It basically cannot be used by someone who need to quickly have a question answered.
I do not think that is the intended audience; some of the sites (not ours) are actually explicit about being for professionals.
Of course that would be silly here, but I still think we need to uphold a certain minimum standard that people coming from normal discussion style forums may not be used to. Speaking of which, we are not the only option for Pi users -- the Foundation has an official forum, and most of the programming questions here are in python, which looking for python information on the internet is like looking for a tree in the woods.
I'm not trying to justify being disrespectful or casting disdain on anyone. I'm pretty curt sometimes, and I remind myself of people who did the same thing to me 10-15 years ago when I started using technical forums. I've been on that side of things and I know what it is to be, essentially, paranoid, seeing elliptical nastiness in what is really just innocent communication.
In my opinion there is a reason for this, and the reason is that the people who answer most of the questions put in a lot of work doing it, and I think some people who are new to the sphere do not appreciate what they are doing.
What does it matter that my question is "unclear" or "too broad", etc?
Someone asked me about that yesterday, and in a comment I observed that everyone on that top five list could be construed as rude sometimes. However, it is important to take into account this is usually in the context of making helpful remarks. No one wants to hear their code is bad or they misunderstand basic things. Even less, that they need to make more of an effort if they want to be taken seriously. It is hard to point these things out without seeming mean. I sometimes am apologetic by prepending, e.g., "I'm not trying to insult you, but...". But that does not always make it better and it becomes tedious.

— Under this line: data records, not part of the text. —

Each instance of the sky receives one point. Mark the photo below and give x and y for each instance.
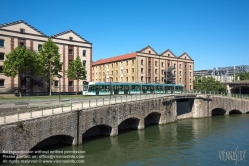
(214, 33)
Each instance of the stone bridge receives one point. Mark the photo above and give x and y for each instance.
(76, 126)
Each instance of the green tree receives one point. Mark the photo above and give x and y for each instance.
(21, 60)
(76, 71)
(50, 58)
(208, 84)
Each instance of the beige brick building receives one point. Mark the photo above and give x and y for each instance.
(145, 65)
(70, 45)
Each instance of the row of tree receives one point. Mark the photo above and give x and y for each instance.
(208, 84)
(45, 63)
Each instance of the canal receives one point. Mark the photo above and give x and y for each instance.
(204, 141)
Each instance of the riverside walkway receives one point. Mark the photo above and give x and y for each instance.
(17, 111)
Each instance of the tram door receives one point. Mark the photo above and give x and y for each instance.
(97, 90)
(126, 89)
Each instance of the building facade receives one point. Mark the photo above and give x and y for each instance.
(145, 65)
(70, 46)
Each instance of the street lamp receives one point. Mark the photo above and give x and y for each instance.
(59, 76)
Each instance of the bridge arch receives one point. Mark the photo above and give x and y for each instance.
(98, 130)
(218, 111)
(52, 140)
(153, 117)
(235, 111)
(129, 123)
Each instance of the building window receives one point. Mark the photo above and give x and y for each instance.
(70, 51)
(56, 83)
(1, 56)
(84, 52)
(22, 30)
(84, 63)
(1, 82)
(70, 83)
(1, 43)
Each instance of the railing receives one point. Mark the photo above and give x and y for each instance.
(27, 109)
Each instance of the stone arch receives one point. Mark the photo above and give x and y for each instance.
(97, 130)
(235, 111)
(153, 117)
(129, 123)
(52, 140)
(218, 111)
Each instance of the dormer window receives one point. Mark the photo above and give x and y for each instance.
(22, 30)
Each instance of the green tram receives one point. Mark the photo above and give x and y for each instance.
(107, 88)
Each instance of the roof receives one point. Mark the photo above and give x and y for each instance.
(114, 59)
(18, 22)
(68, 31)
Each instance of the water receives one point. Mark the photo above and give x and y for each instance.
(186, 142)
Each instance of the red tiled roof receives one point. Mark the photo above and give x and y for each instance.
(114, 59)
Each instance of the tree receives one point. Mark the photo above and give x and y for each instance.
(21, 60)
(76, 71)
(208, 84)
(50, 58)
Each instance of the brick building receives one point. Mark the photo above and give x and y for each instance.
(145, 65)
(70, 45)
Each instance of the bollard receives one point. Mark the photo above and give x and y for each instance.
(18, 115)
(4, 120)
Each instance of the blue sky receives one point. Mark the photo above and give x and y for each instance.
(215, 33)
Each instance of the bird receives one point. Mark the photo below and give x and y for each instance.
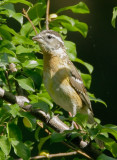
(61, 78)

The S.E. network is a serious place, and that is probably why it has been so successful. Respect is a two way street, and people who assume everyone is here to help them their way are sometimes in for a rude awakening ;)
Only those that spend more time asking a question than actually figuring it out themselves will gain reputation.
This is a prime example of what I am talking about.
I don't ask questions here or on any of the other S.E. sites I use very often. This is not because I have nothing to learn. I learn from previous posts multiple times a day.
Most of the time when I do sit down to write a question -- probably 80%+ -- it never ends up being posted. This is because in composing it, gathering all the relevant information and putting it together in a clear and concise way for other people, I find my mistake, usually despite the fact I have already spent several hours working on the problem.
In effect, I see asking other people to spent time helping me as a last resort. Not the first one because I think it will be easier for me that way.
I do not see that effort being made by some people, and whether it is intentional or not, I consider it disrespectful. Some people come here asking questions it is clear they made little or no effort to find an answer to with a search engine. Asking other people to take their time to provide an answer you could have found with a search engine is rude.
Do the moderators and the people with such huge amounts of Reputation need to back down a little and turn a blind eye to some of the first questions instead of turning them off with a harsh warning?
I promise that we already do. In a way it is unfair, because it means there is an element of arbitrariness to who's question is closed, and who's isn't, etc. I think that's a consequence of crowd sourcing, i.e., the only way to make things totally fair would be if S.E. paid a group of qualified people to ensure it. Which would probably mean users would have to pay a fee to cover the expense; note that Stack Overflow was started explicitly as an experimental alternative to paid expert sites.
I've been a moderator here for three or four years. I take it seriously. I don't put in quite as much time as I used to; at one point, including answering questions, it averaged at least several hours a day, everyday. For years, I read almost every question that got asked. Based on that experience, one of the things I'd point out -- in fact, it was a big concern for us when trying to "graduate" the site from beta status -- is that a great many questions here receive no active attention, negative or positive. When I tell someone they are better off asking their question somewhere else, it is not because I am trying to be prim and proper about topicality, it is because I mean they are better off asking the question somewhere else.
Likewise questions which show poor research effort, etc. I think new users believe there is a queue of knowledgeable people lined up to jump at the chance to answer their question and earn some rep. This may be true for some of the busier tags on Stack Overflow, but it is certainly not true here. When I close a question because it is unclear, etc., it is again not because I am trying to be prim and proper. It is because based on experience I know the question is unlikely to receive positive attention as is. Keep in mind that no answer is better than a wrong/misleading/misinformed answer, and I consider myself someone in a position to tell the difference here most of the time. I am not the only one, of course.
I understand that what all this amounts to is sometimes I may seem like a mean person who is just out to sadistically hassle newbies. I hope this can be taken as an attempt to explain my side of the story, such that better understanding can lead to a happier relationship. Remember, I was a newbie once too. I get that -- but the inverse is not true, which is why there is so much room for misunderstanding between us. The reality is that genuinely mean-spirited people usually do not volunteer their time to help others, so it would make more sense to presume the best rather than the worst of us.